FEDS TO COMB SOCIAL MEDIA FOR CANNABIS DATA
The federal government is looking to scour social-media platforms to find out what Canadians really think about pot as the country enters its new era of legalized weed. With only a few weeks to go before the end of recreational marijuana prohibition, Ottawa is seeking an outside contractor to help the government learn more about Canadians' attitudes and behaviours when it comes to legalized cannabis. A new government tendering notice posted this week describes a project that will collect marijuana-related information on Canadians — from how often and where people light up, to what type of buds users prefer, to criminal activities. The government hopes the effort will help it design communications strategies to address specific public safety risks, such as driving while high.
FEDELI TO LAY OUT STATE OF ONTARIO FINANCES
Ontario's finance minister will be providing an update on the state of the province's books this morning. Vic Fedeli will be speaking to the Economic Club in Toronto, his first major address since becoming finance minister this summer. His speech is expected to include details on the findings of an independent commission that probed the former Liberal government's spending. The Progressive Conservative government announced the independent inquiry in July and tasked it with probing the Liberal regime's accounting methods surrounding a pair of teacher pension plans and the province's Fair Hydro Plan. Those accounting practices led to a two-year fight with Ontario's auditor general, who said in April that the Liberals understated their deficits by billions.
JURY TO CONTINUE DELIBERATIONS IN CALGARY MURDER TRIAL
Jurors are to continue deliberating Friday whether a man accused of raping and killing a Calgary mother of four is guilty of first-degree murder or a lesser charge. Queen's Bench Justice Charlene Anderson on told the jurors Thursday they could acquit Curtis Healy or convict him of first-degree murder, second-degree murder or manslaughter in the death of Dawns Baptiste. In closing arguments, prosecutor Carla MacPhail said because the murder, sexual assault and unlawful confinement were part of the same series of events, Healy should be convicted of first-degree murder. The defence didn't dispute that Healy was responsible for Baptiste's death and that he sexually assaulted her. But lawyer Shamsher Kothari told the jury in his closing arguments that the sequence of events was unclear, so Healy should be found guilty of second-degree murder.

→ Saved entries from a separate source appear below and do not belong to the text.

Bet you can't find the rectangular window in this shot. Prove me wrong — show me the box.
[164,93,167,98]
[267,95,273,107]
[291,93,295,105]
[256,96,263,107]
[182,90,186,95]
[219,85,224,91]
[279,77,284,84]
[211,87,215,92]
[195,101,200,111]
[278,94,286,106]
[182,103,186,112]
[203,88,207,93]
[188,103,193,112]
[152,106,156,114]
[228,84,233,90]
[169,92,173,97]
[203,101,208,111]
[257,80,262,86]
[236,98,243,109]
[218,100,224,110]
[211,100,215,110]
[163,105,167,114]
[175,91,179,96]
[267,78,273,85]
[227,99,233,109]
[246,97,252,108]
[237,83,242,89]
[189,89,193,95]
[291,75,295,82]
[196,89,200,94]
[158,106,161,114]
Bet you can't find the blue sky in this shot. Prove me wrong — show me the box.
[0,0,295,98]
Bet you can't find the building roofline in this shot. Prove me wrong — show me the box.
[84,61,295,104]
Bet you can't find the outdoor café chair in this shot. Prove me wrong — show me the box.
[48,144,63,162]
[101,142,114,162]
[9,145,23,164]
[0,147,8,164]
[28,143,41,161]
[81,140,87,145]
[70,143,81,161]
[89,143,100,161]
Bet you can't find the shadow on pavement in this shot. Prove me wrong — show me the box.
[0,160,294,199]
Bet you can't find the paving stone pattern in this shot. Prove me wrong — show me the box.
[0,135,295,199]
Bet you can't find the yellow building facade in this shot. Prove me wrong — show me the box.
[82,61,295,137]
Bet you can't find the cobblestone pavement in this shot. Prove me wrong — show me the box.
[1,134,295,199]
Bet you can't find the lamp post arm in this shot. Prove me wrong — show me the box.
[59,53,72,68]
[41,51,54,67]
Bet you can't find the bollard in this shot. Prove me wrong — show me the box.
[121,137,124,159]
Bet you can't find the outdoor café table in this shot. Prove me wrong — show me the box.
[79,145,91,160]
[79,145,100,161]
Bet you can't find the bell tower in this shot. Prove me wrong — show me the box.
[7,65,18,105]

ALBERTA APOLOGIZES FOR RESIDENTIAL SCHOOL QUESTION
Alberta's education minister apologized Thursday after learning an online social studies course asked students about the positive effects of residential schools. Students were asked: "A positive effect of residential schools was?" The four multiple choice options listed were: that children were away from home, they learned to read, they became civilized and they were taught manners. The question prompted a complaint from a student taking the course from the St. Paul Alternative Education Centre. A photo of the question was posted online Wednesday and was met with outrage.
ALSO IN THE NEWS TODAY:
— Statistics Canada releases the consumer price index for August and retail trade data for July.

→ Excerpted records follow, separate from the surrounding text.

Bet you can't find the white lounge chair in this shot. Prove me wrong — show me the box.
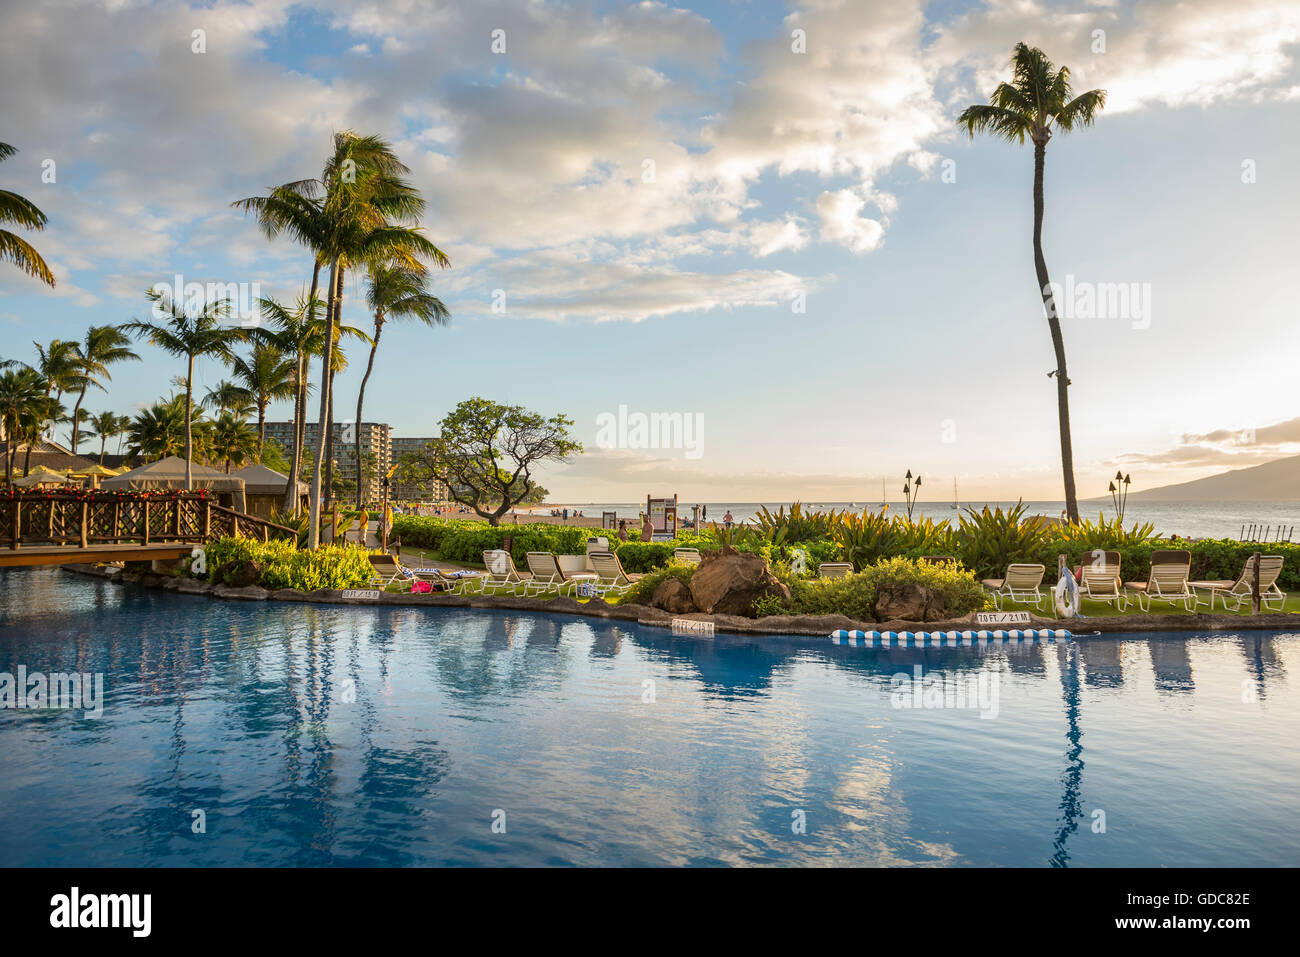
[1125,550,1195,612]
[477,549,530,595]
[1192,555,1287,611]
[673,548,702,566]
[1079,550,1128,611]
[367,553,409,588]
[588,550,640,597]
[524,551,581,597]
[981,563,1047,611]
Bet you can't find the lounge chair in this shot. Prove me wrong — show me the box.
[367,553,410,588]
[673,548,702,566]
[524,552,580,597]
[1125,549,1195,612]
[425,567,484,595]
[981,563,1047,611]
[588,550,641,597]
[818,562,854,579]
[1079,550,1127,611]
[478,549,531,595]
[1192,555,1287,611]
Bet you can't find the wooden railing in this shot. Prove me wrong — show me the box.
[0,492,296,550]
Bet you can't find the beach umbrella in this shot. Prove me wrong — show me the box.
[71,463,118,477]
[13,465,74,487]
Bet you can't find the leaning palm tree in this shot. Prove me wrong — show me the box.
[353,262,450,506]
[123,290,247,489]
[67,324,139,454]
[228,341,295,462]
[0,143,55,287]
[0,366,47,484]
[958,43,1105,524]
[85,410,127,465]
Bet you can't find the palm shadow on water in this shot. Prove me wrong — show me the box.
[1050,642,1085,868]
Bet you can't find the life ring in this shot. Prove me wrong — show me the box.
[1055,570,1081,619]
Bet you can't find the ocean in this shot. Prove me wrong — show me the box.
[528,501,1300,542]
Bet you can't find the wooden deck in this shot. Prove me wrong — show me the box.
[0,543,195,568]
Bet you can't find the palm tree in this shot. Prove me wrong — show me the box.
[0,143,55,287]
[237,131,445,545]
[0,366,46,485]
[125,400,187,464]
[85,410,127,465]
[353,262,450,506]
[66,325,139,454]
[229,341,295,462]
[958,43,1105,524]
[210,411,258,473]
[123,290,248,489]
[201,378,255,418]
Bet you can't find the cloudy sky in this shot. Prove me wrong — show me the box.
[2,0,1298,503]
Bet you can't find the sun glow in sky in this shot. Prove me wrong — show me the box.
[2,0,1298,502]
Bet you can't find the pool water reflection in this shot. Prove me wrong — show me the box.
[1,568,1297,867]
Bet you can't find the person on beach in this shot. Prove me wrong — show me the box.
[723,510,734,528]
[617,520,628,542]
[642,512,654,541]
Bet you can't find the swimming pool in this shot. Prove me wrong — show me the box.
[1,567,1297,867]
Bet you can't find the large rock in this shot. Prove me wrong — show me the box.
[214,559,264,589]
[689,552,790,617]
[651,577,698,614]
[874,582,947,622]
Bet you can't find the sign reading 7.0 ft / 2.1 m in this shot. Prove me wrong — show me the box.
[976,611,1032,625]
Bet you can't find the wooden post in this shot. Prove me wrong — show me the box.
[142,501,150,545]
[171,498,180,540]
[113,501,121,540]
[202,500,211,542]
[1251,551,1261,616]
[80,501,89,548]
[11,499,20,549]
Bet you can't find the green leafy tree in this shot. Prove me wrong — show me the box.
[959,43,1105,524]
[0,143,55,286]
[211,411,258,473]
[229,341,296,461]
[405,398,582,525]
[85,410,128,465]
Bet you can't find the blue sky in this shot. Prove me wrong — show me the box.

— Environment Minister Catherine McKenna will hold a media teleconference to discuss the outcomes of the G7 environment ministers meeting in Halifax.
— Ex-French president Francois Hollande speaks to an international relations group in Montreal.
— The City of Calgary is holding the official opening of West Eau Claire Park, which connects Eau Claire and downtown Calgary with the city’s promenade and cycling network.
— Supporters of Nanaimo's tent city will respond to B.C. Supreme Court ruling, to be released today, on the city's application for an injunction against campers.